Папа взял тост и, сморщив нос, обмакнул его в чай.
– Опять пахнет керосином. Когда я получу эту работу, первым делом куплю нормальный тостер. И мы больше не будем делать на «Критерионе» горелые тосты.
– Я керосина не чувствую, – сказала мама.
– Тогда понюхай, – ответил он, сунув ей под нос промокший в чае тост. – Понюхай и скажи. – Отец разозлился, что она сразу ему возразила. – Все из-за этих дурацких фитилей. Оригинальные «Критерионы» из Англии были что надо. Подрежешь фитиль один раз, и у тебя прекрасное пламя на несколько месяцев. – Он с отвращением откусил кусок тоста. – Ну, когда я получу эту работу, заменим нашу керосинку на плиту и баллон Бомбейской газовой компании. – Он рассмеялся. – Почему бы и нет? Англичане ушли семнадцать лет назад, пора и их керосинкам уйти.

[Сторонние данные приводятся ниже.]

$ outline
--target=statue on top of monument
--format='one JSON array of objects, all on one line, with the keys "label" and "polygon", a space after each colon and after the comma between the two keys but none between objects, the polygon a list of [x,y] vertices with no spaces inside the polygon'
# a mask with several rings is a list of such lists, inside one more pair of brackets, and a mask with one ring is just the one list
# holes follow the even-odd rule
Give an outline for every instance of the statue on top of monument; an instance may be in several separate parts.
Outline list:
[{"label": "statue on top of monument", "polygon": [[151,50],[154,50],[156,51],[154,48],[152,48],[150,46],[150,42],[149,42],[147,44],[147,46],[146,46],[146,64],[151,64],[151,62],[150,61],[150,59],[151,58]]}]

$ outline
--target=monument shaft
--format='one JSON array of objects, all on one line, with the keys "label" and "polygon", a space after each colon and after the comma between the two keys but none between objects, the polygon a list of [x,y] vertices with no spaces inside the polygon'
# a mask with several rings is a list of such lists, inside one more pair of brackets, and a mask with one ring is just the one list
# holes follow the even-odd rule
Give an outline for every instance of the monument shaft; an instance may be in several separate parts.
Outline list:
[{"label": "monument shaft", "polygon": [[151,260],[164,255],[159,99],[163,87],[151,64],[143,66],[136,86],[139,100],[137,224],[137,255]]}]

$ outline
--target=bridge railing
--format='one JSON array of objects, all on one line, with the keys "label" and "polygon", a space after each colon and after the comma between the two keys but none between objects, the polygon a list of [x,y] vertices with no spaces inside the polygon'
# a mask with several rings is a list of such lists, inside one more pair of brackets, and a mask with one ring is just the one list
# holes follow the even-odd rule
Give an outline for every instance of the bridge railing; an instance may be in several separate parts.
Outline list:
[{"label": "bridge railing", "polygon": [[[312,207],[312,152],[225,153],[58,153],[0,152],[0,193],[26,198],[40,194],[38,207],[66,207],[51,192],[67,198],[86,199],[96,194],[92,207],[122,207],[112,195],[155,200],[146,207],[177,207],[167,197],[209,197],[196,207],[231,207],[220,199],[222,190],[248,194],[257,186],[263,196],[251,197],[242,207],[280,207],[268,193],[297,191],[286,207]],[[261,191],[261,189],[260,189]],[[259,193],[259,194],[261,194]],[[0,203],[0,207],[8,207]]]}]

Он дожевал тост и повернулся ко мне:
– Ты когда-нибудь тоже уйдешь, отправишься в Америку. Здесь для тебя нет будущего. – Он быстро поймал мой взгляд. – На это мы уж как-нибудь раздобудем денег. Я найду способ.
Лицо отца излучало любовь. Мне вдруг захотелось его обнять, но мы так никогда не делали, разве что в дни рождения, и, чтобы избавиться от этого чувства, я отвернулся и сам себе сказал, что он так говорит, только чтобы сделать мне приятное, потому что ждет, что я буду дальше выдергивать его седые волосы. К счастью, к отцу вновь вернулось веселое, оптимистическое настроение.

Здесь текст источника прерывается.